When the experiment was unblinded, profiles A1 and A2 were found to include 10 serotype M77 isolates from the two North London outbreaks. Profile A1 was shared by two isolates from the first outbreak, while profile A2 was shared by eight isolates from the second outbreak. Thirteen non-outbreak-related serotype M77 isolates also included in the study were circulating isolates found in diverse geographical areas of the United Kingdom. In Table 2 we summarize the polymorphisms observed in the FAFLP profiles for all serotype M77 isolates studied. The discriminatory power of FAFLP exceeded that of PFGE (80 to 90 FAFLP fragments versus 10 to 13 PFGE fragments). For example, the circulating serotype M77 isolate SA1558 showed the same PFGE profile as the second outbreak strain but exhibited a distinct FAFLP profile, profile A10 (Fig. 1, panel 3). It contained a unique combination of eight fragments of 97, 128, 204, 253, 258, 294, 365, and 509 bp and did not contain 10 polymorphic fragments found in other profiles. Similarly, six circulating isolates of serotype M77 sharing the same PFGE profile were each assigned a unique FAFLP profile (Table 1).
TABLE 2.
FAFLPs characterizing serotype M77 strains
| Strain no. | FAFLP profile | Presence or absence of fragments of the following sizes (bp)a
|
|||||||||||||||||
|---|---|---|---|---|---|---|---|---|---|---|---|---|---|---|---|---|---|---|---|
| 97 | 128 | 147 | 162 | 164 | 204 | 217 | 222 | 253 | 258 | 294 | 327 | 365 | 494 | 501 | 509 | 583 | 598 | ||
| SA10b | A1 | − | − | − | − | • | − | • | − | • | − | − | − | • | − | − | − | • | − |
| SA800c | A2 | • | − | − | − | − | − | − | • | − | • | − | • | − | − | − | − | − | |
| SA512 | A3 | − | − | • | − | • | − | − | − | − | • | • | • | − | − | − | • | − | • |
| SA779 | A4 | − | − | • | − | • | − | − | − | • | − | • | − | • | − | − | • | − | − |
| SA1024 | A5 | • | • | − | − | • | • | − | − | • | • | • | • | • | − | − | • | − | • |
| SA1036 | A6 | • | • | − | − | − | • | − | • | • | − | • | − | − | − | − | − | − | − |
| SA1200 | A7 | • | − | − | − | • | − | − | − | • | − | • | − | • | − | − | • | − | − |
| SA1393 | A8 | • | • | − | − | • | − | − | − | − | − | • | − | − | − | − | − | − | − |
| SA2158 | A9 | − | − | − | − | − | • | • | − | • | • | − | − | − | − | − | • | • | − |
| SA1558 | A10 | • | • | − | − | − | • | − | − | • | • | • | − | • | − | − | • | − | − |
| SA2311 | A11 | • | − | − | • | − | − | − | − | • | − | • | − | − | • | • | − | − | − |
| SA1339 | A12 | • | − | − | − | − | − | − | • | − | − | − | − | − | − | − | − | − | − |
| SA2321 | A13 | • | − | − | − | • | • | − | − | • | • | • | − | − | − | − | • | − | − |
| SA2367 | A14 | • | − | − | − | • | − | − | − | − | • | − | − | − | − | − | − | − | − |
| NCTC 12057 | A15 | − | − | • | − | • | − | − | − | • | − | • | − | • | − | − | − | − | − |
The presence or absence of differential fragments is indicated. •, a fragment characteristically present in that FAFLP profile; −, characteristic absence of fragment from that profile.

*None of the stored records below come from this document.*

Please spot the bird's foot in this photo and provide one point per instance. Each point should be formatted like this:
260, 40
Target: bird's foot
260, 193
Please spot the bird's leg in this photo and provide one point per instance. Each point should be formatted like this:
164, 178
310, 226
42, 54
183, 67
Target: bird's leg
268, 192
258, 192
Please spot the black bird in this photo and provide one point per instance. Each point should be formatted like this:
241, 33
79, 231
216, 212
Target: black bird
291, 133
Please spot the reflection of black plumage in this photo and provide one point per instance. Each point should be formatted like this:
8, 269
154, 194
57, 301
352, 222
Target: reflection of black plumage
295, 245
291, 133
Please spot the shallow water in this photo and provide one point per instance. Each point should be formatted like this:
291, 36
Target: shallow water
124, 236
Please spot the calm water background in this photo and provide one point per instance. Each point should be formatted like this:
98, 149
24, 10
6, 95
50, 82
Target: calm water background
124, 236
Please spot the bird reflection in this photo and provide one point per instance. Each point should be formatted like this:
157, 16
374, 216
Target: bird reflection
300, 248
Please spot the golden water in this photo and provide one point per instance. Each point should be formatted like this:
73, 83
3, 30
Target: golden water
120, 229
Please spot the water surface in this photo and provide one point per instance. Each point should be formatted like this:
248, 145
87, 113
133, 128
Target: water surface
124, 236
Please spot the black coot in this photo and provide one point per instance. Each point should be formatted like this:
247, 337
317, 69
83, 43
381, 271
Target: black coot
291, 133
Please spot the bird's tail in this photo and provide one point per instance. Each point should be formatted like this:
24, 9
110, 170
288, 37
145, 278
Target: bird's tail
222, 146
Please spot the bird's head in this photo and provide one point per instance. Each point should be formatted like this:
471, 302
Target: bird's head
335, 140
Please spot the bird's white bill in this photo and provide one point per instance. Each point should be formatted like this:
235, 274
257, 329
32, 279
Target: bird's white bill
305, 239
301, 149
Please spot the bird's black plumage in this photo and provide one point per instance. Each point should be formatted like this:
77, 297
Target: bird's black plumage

FAFLP profile found for two isolates.
FAFLP profile found for eight isolates.
Single isolates of three other GAS serotypes which had been included generated distinct FAFLP profiles. The polymorphisms observed between the isolates of other serotypes (serotypes M4, M5, and M6) were different from those observed between isolates of serotype M77. Two contemporaneous isolates of serotype M4, also from Northwick Park Hospital and with identical PFGE profiles, had the same FAFLP profile, profile A17.
DISCUSSION
We have demonstrated that FAFLP can define the genotype of an outbreak strain by reproducibly detecting and precisely sizing amplified fragments unique to that genome. In this respect, FAFLP qualifies as a true “typing” technique, since different laboratories using the same reagents and instrumentation could determine that FAFLP genotypes are identical, even when the isolates are from different sources and times. The FAFLP data presented here are intrinsically more reproducible than those obtained by other PCR-based methodologies, such as RAPD analysis, that are based on amplification with degenerate primers and that do not generate fingerprints reproducible enough for interlaboratory comparison (7).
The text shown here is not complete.